Village health workers exchange views at a meeting in Mae Sa Reang. Photo credit and case study credit: UNFPA
Tida Charoenjitnirun, from Mae La Noi district, belongs to the Karen ethnic minority. She lives in an area that has one of Thailand’s highest maternal mortality ratios. Like other Karen mothers in her community, she did not bother coming down the mountain to seek health advice and services during her first pregnancy. “I used to think that when a mother or a baby dies, it is a tragedy but also a fact of life,” she recalls.
“Two months ago, I gave birth to my second child. It was early morning in the rainy season. We needed more than 10 men to help pull the car so I could get to the hospital safely,” recounts Tida Charoenjitnirun, 23, noting that the un-paved road was slippery and treacherous, so the men helped guide the car. ”Usually the trip takes only half an hour, but on that wet day we left before 3 a.m. and arrived around 5. I gave birth 10 minutes after arriving—it was lucky I did not give birth on the way.”
Her views changed after the Department of Health and UNFPA, began training village health workers to educate their neighbours on maternal and child health. “In my second pregnancy we learned that I should get antenatal care, and my husband drove me to see the doctor every month,” she says. Today Tida is herself a volunteer health worker, offering lifesaving advice to other pregnant women.
“Our first child, now almost 4, gets sick easily,” says Tida’s husband Uthai. He hopes the new baby will be healthier.
“Tida learned about many things after she became a village health worker,” Uthai says proudly. “When we go to church on Sunday, she shares her knowledge with other church members. The tasks she does may be simple,” he adds, “but they help pregnant women stay healthy and are good for the health of the children. “We used to accept the deaths of mothers and chidren as a law of nature. But now we’ve learned how to reduce risks and prevent unnecessary deaths.”
|Neonatal mortality rate (per 1,000 live births) (2011)||8|
|Under-five mortality rate (per 1,000 live births) (2011)||12|
|Maternal mortality ratio (per 100,000 live births) (2010)||48|
|Number of doctors, nurses and midwives per 10,000 people (2010)||18.2|
|Births attended by skilled personnel (2009)||99.4%|
|Total expenditure on health as a percentage of gross domestic product (2011)||4.1%|
|General government expenditure on health as a percentage of total expenditure on health (2011)||75.5%|
In Thailand, social health insurance mechanisms, the largest of which is the Universal Coverage Scheme, cover about 98% of the population.
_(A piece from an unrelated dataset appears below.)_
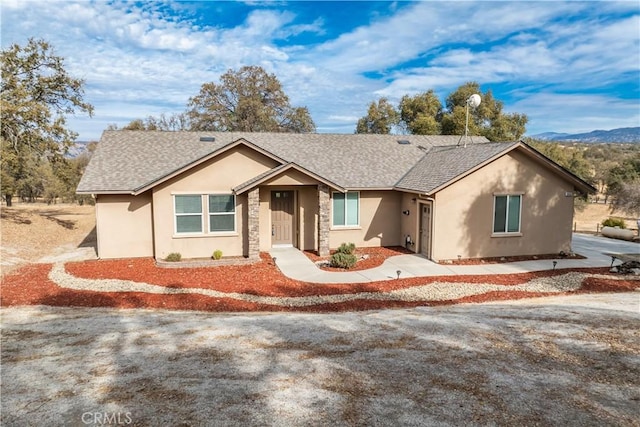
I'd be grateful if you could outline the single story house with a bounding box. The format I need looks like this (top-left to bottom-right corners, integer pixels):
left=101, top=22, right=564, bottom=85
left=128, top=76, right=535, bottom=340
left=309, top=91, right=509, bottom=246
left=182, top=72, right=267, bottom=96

The benefits package includes inpatient, outpatient, curative and preventive care. Non-communicable diseases are the greatest causes of mortality, with the exception of HIV/AIDS, which is the number one cause of mortality and morbidity.
Of the dimensions of availability, accessibility, acceptability and quality of the workforce, accessibility is perhaps in greatest need of attention, as disparities are observed in the geographic distribution of health workers. Availability of skilled health professionals is below the thresholds but with a good chance of scaling up before 2035; and there is evidence of good mechanisms in place for accreditation, regulation and licensing of the health workforce. The HRH Strategic Plan (2007-2016) includes a focus on addressing the inequitable distribution, as well as other measures for scaling-up and improving quality and performance.